= James Cochran (artist) =

Australian-born English artist

James Cochran, also known as Jimmy C, is an Australian-born English artist best known for his urban narrative paintings and for his drip painting style.

== Early career ==
In the late 1980s Cochran contributed to the development of the graffiti scene in Adelaide and went on to coordinate a number of community arts projects aimed at giving "aerosol art" a broader acceptance in the community, and to teach painting techniques to adolescents interested in the art form.

In the 1990s he adopted the alias "Jimmy C", and become well known for his aerosol art murals and his work in city and regional communities across Australia.

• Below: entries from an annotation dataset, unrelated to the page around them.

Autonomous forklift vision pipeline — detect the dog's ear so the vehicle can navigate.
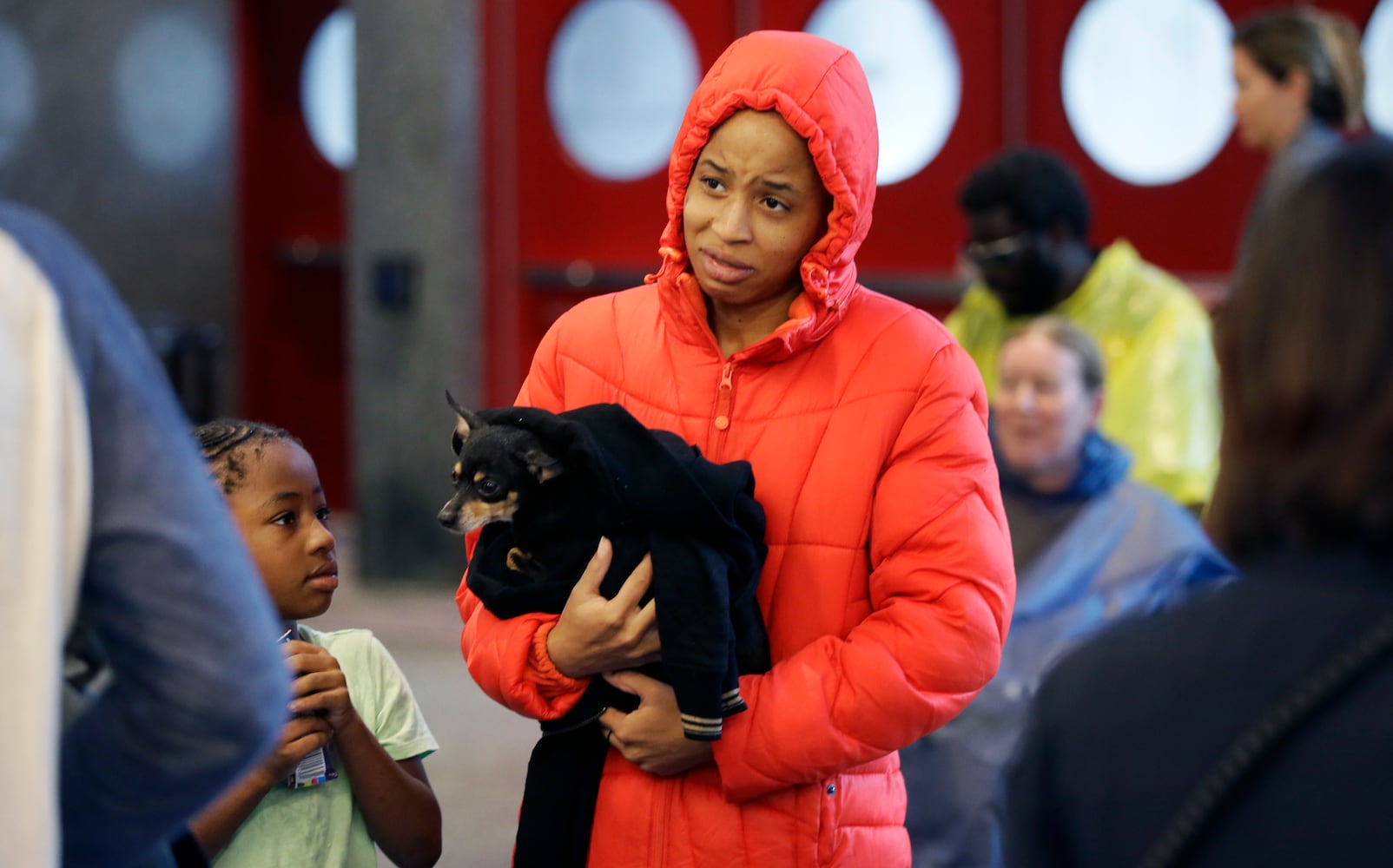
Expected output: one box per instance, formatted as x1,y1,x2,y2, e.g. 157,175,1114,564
445,389,485,456
523,447,563,482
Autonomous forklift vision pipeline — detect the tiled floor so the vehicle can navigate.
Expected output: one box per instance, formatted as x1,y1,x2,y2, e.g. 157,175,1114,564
311,526,538,868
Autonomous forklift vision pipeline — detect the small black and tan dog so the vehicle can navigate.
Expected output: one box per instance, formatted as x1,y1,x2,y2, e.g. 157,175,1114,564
438,391,571,580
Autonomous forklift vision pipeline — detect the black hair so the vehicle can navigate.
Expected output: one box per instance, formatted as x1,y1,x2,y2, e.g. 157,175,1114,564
959,148,1089,241
194,419,300,495
1208,140,1393,556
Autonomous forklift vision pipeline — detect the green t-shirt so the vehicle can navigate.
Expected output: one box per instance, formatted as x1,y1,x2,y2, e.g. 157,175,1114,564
213,624,439,868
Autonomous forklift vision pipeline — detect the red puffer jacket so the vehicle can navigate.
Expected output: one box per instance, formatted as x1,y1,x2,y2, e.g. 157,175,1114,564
459,32,1015,868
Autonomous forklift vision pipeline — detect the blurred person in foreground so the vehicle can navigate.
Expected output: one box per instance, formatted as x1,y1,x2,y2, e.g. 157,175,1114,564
1003,142,1393,868
900,316,1231,868
945,149,1219,506
0,203,290,868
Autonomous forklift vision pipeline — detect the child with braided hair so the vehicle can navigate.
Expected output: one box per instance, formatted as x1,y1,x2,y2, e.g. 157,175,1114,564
192,419,440,868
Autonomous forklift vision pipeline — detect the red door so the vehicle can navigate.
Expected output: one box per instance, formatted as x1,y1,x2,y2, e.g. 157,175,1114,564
235,0,351,506
484,0,1001,404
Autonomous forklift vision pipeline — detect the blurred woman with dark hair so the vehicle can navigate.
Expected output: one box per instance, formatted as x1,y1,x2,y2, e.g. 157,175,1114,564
1004,141,1393,866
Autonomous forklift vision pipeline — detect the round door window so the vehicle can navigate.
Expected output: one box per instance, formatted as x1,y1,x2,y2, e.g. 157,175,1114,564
1363,0,1393,135
804,0,962,185
546,0,701,181
300,9,358,168
115,9,231,170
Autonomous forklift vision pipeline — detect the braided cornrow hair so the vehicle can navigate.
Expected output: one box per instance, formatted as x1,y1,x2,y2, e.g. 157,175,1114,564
194,419,300,495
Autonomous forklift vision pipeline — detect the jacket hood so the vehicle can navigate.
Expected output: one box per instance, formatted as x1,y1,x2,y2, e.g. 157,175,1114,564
652,30,879,356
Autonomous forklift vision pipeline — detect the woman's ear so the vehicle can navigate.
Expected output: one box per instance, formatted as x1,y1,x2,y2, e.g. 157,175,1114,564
1088,387,1103,428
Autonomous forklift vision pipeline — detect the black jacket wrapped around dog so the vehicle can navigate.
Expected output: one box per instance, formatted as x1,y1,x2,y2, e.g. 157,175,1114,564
466,404,770,868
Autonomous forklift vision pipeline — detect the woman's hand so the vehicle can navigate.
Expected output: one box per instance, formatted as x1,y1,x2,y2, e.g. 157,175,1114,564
283,640,357,732
546,538,660,679
600,672,712,776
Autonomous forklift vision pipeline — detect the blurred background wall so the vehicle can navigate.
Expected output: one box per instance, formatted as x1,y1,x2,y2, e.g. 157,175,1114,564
0,0,1393,584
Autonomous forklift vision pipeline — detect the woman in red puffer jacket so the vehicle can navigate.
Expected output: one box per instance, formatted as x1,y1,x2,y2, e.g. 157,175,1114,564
457,32,1015,868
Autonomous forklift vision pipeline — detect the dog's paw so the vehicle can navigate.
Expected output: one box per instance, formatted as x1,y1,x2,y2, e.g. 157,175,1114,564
507,546,544,578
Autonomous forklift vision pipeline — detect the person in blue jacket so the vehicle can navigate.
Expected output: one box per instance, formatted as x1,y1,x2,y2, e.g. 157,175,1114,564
901,316,1233,868
0,201,290,868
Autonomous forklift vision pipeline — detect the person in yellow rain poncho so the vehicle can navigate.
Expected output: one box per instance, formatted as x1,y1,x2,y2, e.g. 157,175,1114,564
946,149,1220,507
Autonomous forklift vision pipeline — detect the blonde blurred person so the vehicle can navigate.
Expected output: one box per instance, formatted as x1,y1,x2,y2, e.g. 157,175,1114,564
1233,7,1363,238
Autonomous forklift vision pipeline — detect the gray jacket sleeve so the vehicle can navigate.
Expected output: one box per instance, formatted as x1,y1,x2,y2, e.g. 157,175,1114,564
0,207,288,866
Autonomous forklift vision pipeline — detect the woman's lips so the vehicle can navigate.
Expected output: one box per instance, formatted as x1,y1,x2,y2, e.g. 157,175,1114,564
701,249,755,283
305,564,339,591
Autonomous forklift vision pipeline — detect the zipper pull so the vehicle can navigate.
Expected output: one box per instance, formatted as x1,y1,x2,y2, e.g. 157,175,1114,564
716,362,736,431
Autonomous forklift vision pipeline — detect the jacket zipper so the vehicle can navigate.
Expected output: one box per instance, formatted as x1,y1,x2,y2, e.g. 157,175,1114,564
712,362,736,456
649,779,674,868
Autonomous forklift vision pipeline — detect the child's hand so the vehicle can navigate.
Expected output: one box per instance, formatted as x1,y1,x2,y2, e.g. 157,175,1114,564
262,714,334,786
281,640,358,732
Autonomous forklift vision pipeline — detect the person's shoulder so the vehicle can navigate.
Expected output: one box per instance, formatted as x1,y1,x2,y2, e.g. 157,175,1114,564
556,284,657,327
833,287,982,391
1103,238,1209,322
837,287,955,355
1038,581,1257,718
300,624,387,656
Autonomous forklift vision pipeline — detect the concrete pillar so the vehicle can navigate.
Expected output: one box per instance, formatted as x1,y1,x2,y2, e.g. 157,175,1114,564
348,0,484,582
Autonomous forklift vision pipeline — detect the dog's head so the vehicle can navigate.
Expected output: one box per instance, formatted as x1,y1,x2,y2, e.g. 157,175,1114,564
439,391,561,534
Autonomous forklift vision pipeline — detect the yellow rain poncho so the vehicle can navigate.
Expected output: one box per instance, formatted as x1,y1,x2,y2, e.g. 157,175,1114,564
946,241,1220,504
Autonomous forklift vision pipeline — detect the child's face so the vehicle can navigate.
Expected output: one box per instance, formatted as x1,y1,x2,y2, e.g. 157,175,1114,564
227,440,339,620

== Artistic development ==
After completing his arts degree in 1997 and then his Master of Visual Arts at the University of South Australia in 2002, Cochran became known for his urban realist narrative paintings, painted in oil, and often depicting the marginalised human subject in the context of the urban environment.

His two interests in graffiti and oil painting converged in 2004, leading to the development of Cochran's signature aerosol pointillist style; portraits or urban landscapes painted entirely from blobs of spray paint. This technique developed into what he called the "drip paintings" and the "scribble paintings", composed of layers of coloured drips or energetic lines to form cityscapes and portraits.

==2010s==
Cochran has been based in London since 2012.

In 2017, Cochran was appointed as one of three Fringe Ambassadors for the Adelaide Fringe.